The Basics of Microscope Magnification: Everything You Need to Know

In many disciplines, the microscope is a scientist’s best friend. It’s the trusty sidekick that provides insight, clarity and new perspectives as you dive into uncharted territory. We interact with microscopes so often that operating them can become sheer muscle memory, and we no longer think about why we use them as we do. In this article, we’ll take a step back to reacquaint ourselves with the basic tenets of microscope magnification

What Is Magnification?

Simply put, magnification refers to how much an object is visually enlarged when observed under a microscope. It’s usually represented in terms of x–for instance, 2x, 10x and 20x mean that the observable object appears to be twice as big, 10 times as big or 20 times as big when viewed through the microscope eyepiece.
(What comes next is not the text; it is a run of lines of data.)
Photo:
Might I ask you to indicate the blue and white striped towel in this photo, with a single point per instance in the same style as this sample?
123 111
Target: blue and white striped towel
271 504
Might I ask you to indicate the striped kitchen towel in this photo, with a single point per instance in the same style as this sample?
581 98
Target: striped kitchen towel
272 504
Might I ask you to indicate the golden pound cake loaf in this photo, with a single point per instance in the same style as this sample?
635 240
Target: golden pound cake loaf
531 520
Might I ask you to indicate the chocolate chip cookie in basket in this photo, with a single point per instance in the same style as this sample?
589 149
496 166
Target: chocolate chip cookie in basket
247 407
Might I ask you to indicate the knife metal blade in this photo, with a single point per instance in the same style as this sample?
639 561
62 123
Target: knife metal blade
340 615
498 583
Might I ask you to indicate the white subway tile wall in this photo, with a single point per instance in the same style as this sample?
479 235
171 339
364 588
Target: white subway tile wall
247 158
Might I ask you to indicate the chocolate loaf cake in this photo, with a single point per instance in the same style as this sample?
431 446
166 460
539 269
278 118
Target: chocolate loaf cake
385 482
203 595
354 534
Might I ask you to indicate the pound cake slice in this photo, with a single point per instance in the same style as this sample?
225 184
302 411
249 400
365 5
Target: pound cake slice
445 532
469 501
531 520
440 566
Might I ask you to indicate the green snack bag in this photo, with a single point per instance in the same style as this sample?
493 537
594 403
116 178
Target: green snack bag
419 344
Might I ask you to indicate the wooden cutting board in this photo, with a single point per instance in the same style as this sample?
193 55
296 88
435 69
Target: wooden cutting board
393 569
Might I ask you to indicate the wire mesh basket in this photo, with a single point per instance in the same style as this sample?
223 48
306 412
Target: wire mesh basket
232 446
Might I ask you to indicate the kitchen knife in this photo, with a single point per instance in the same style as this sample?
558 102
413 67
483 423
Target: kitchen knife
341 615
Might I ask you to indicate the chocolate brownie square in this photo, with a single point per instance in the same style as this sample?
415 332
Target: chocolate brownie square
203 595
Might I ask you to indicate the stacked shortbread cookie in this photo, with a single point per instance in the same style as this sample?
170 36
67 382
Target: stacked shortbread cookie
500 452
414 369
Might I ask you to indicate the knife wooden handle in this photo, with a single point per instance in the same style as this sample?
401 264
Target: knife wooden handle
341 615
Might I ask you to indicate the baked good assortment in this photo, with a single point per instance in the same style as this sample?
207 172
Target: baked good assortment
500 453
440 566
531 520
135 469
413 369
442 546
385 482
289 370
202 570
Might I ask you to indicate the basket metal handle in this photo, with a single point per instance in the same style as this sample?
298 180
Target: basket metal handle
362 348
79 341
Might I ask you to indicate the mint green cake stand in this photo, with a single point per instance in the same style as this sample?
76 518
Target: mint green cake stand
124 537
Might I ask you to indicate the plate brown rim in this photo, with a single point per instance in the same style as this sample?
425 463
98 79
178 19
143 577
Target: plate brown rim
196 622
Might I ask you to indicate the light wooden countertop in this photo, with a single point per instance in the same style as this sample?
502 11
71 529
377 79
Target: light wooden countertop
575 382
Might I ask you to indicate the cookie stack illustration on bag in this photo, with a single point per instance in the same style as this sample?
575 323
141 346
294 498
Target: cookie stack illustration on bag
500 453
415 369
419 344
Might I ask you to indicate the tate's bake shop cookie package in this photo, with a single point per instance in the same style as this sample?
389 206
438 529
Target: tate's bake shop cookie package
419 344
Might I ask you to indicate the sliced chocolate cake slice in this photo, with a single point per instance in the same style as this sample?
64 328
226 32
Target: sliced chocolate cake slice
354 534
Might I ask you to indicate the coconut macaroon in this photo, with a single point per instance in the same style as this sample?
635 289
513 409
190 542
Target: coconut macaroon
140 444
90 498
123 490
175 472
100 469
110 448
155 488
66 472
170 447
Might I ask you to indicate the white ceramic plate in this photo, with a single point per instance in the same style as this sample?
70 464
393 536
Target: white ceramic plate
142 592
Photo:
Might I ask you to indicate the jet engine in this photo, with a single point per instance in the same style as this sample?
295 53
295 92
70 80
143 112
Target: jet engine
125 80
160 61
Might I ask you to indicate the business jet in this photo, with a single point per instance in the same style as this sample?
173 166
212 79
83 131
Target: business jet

Like all things, even your microscope’s magnification has limits. Analog microscopes that use light and mirrors to magnify objects usually max out at about 1,500x magnification. This is because light wavelengths cause the image to appear unclear at that magnitude of magnification. Electron microscopes, however, can produce images that exhibit impressive clarity all the way up to 200,000x magnification since electrons have much shorter wavelengths. 

Measuring Magnification 

Most compound light microscopes have two types of lenses–the ocular lens and the objective lens. The ocular lens is the lens on the eyepiece. The objective lens is the lens closest to the object or slide being observed. Most microscopes have a rotating disc with at least three objective lenses attached, so the observer can choose an appropriate magnification. In order to measure the total magnification, you must calculate the product of the ocular lens and the objective lens. To do this, record the magnification of the ocular lens in the eyepiece and record the magnification of the objective lens (these numbers are usually engraved on the sides of both types of lenses). Next, multiply the ocular lens magnification by the objective lens magnification. This will give you the total magnification. For instance, if you are using an ocular lens with 10x magnification and an objective lens with 50x magnification, your total magnification is 500x. 

Adjusting Magnification

By switching up the configuration of your lenses, you can achieve a wide range of microscope magnification. A standard microscope eyepiece magnifies an object 10x. However, you can find eyepieces that magnify 15x, 20x and even 30x or higher. This presents a plethora of options in terms of combining the ocular and objective lenses to reach the perfect point of magnification. To adjust the magnification, simply switch out the ocular and/or the objective lenses until you find the ideal combination for viewing your sample or slide. Remember, the highest magnification is not always the best, as compound light microscopes can really only magnify up to a certain point before the images lose clarity and become unreliable.   

Things to Keep in Mind

Knowing how to measure and adjust your microscope are the building blocks for microscopy skills. But what other factors can affect how you view your sample? For starters, make sure the stage is all the way down and locked into place. The stage is the flat surface on which you rest your slide or sample for viewing. If it isn’t in a fixed position, you may have a hard time bringing your image into focus. When using the coarse adjustment knob to move the lenses up and down, or further away and closer to your objective, make sure you do not bring the lenses close enough to touch the slide. This could result in something as simple as bumping the slide and having to refocus, or as impactful as actually crushing your sample. As with any laboratory equipment, proceed carefully and with caution to prevent any unnecessary lab mishaps

Compound light microscopes are relatively easy-to-use machines, as long as you take care of them properly and understand the basics of magnification. Through the wide variety of ocular and objective lens combinations, you can visualize whole worlds in a slide, and maybe even make some surprising discoveries. Understanding the basics of microscope magnification can enable you to use this common piece of lab equipment to your best advantage.